Cette différence serait probablement due aux traits de personnalité et comportementaux liés à l’hormone. Les hommes ayant plus de testostérone seraient plus confiants et auraient ainsi plus de chances de garder leur emploi ou d’en trouver. Il s’agirait notamment aussi d’une différence de compétences cognitives et non cognitives. Les hommes ayant des niveaux de testostérone plus élevés possèderaient, selon les chercheurs, des aptitudes numériques plus importantes et peuvent utiliser plus aisément internet pour chercher du travail par exemple. Ces derniers seraient également plus aptes à faire face à leurs problèmes.
Des données limitées
Les auteurs de l’étude tiennent toutefois à souligner que les taux de testostérone n’ont été mesurés qu’une seule fois. Des recherches supplémentaires ainsi que davantage de mesures échelonnées dans le temps devraient idéalement être effectuées avant de pouvoir confirmer ces corrélations avec la transition dans le travail (en tenant compte des fluctuations des taux de l’hormone).

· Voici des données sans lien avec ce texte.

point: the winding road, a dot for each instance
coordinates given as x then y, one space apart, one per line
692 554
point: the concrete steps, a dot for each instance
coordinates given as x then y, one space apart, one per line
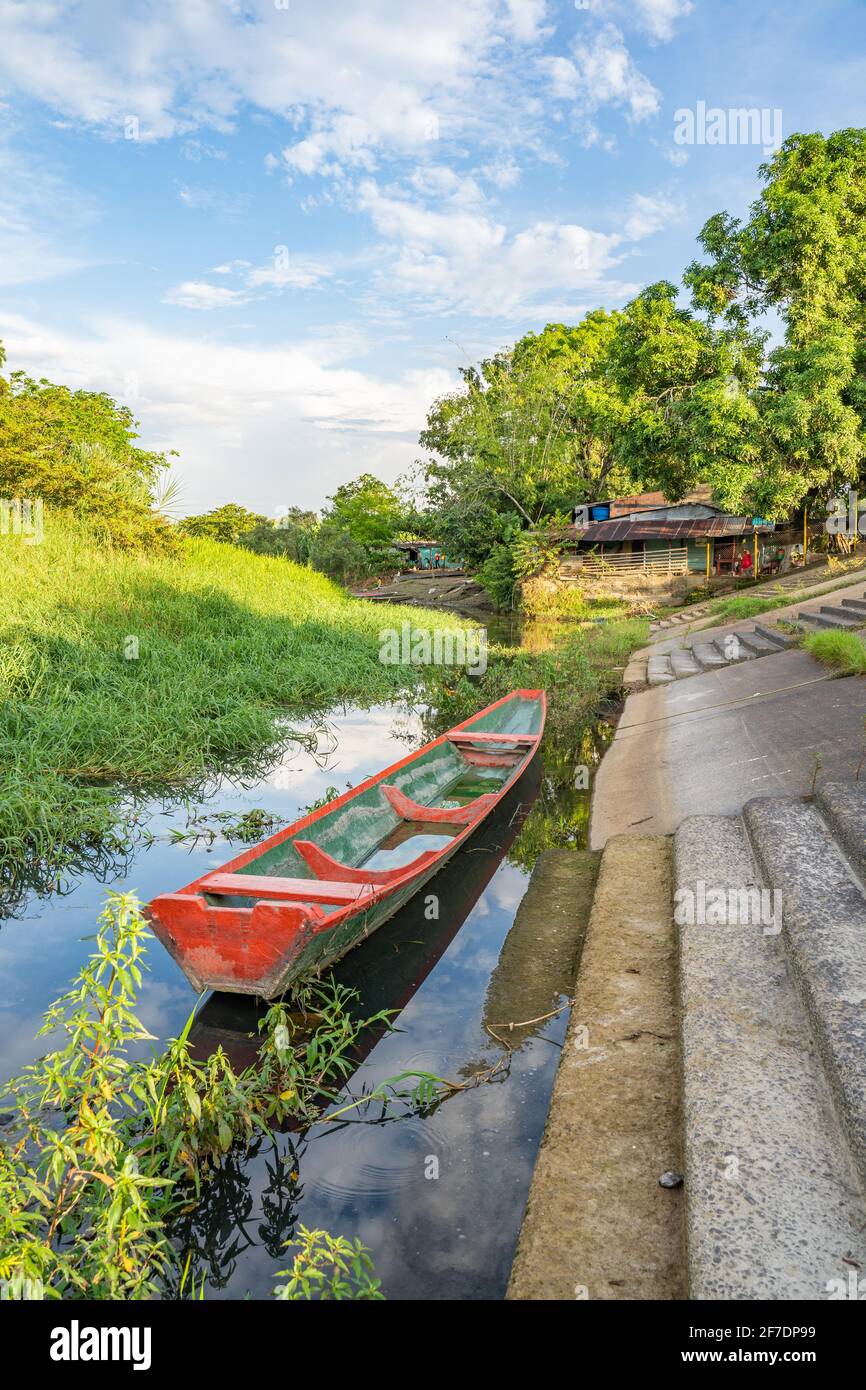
773 635
659 669
824 929
773 1030
598 1223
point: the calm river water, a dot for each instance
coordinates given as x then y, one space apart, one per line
438 1200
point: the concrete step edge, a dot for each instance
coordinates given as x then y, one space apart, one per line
597 1216
773 1204
824 931
781 640
843 805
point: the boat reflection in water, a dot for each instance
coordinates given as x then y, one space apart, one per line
388 969
256 1200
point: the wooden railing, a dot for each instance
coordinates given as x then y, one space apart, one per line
656 562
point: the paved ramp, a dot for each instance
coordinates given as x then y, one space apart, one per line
709 744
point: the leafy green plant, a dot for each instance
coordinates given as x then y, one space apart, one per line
103 1148
234 651
844 652
328 1266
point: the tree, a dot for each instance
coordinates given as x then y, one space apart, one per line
227 523
801 255
291 537
688 410
74 449
370 514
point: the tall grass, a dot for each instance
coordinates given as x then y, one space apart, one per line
844 652
125 673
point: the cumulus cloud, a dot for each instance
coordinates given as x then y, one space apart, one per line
198 293
659 17
246 419
605 74
459 259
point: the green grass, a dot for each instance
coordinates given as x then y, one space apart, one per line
749 605
230 647
841 651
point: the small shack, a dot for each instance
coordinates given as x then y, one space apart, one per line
424 555
648 533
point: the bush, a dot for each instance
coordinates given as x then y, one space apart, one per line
74 451
841 651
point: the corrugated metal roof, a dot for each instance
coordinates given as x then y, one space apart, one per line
601 533
640 501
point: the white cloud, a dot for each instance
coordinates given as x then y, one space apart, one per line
606 75
659 17
648 216
527 18
41 221
373 82
198 293
370 77
455 259
246 419
654 17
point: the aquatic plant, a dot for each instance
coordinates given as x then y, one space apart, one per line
103 1147
328 1266
127 676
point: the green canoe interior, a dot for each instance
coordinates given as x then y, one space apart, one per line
367 831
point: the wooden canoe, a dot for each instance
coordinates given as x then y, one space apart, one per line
298 901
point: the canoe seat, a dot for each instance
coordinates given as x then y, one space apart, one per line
289 890
464 736
331 870
437 815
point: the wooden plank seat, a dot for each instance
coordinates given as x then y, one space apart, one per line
437 815
466 737
331 870
288 890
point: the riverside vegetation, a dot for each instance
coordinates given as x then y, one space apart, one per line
103 1148
125 674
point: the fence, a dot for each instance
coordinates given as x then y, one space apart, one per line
673 560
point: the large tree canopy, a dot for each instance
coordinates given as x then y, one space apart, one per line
801 255
75 449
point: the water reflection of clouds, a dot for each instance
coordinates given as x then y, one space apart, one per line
451 1236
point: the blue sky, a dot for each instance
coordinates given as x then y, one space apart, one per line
277 228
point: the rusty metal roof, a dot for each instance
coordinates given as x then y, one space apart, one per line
601 533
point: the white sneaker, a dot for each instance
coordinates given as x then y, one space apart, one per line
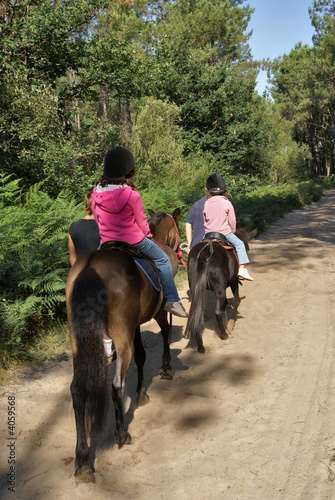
243 273
176 308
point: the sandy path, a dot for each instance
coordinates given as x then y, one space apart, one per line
253 418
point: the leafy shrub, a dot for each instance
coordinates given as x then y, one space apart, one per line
33 260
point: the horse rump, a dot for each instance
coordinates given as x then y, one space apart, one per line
197 278
90 387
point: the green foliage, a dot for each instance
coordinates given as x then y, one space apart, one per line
33 261
267 204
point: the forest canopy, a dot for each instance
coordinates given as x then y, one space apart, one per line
173 81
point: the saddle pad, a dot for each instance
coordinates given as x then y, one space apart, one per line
149 271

« Bien que ces associations soient des preuves suggestives d’un mécanisme reliant les niveaux de testostérone aux transitions sur le marché du travail, nous ne pouvons pas démontrer de manière définitive qu’elles sont à l’origine des effets sur le chômage que nous voyons dans nos données », souligne Eibich.
De plus, l’analyse n’a pas pu être effectuée chez les femmes, car les niveaux de testostérone sont inférieurs au seuil détectable.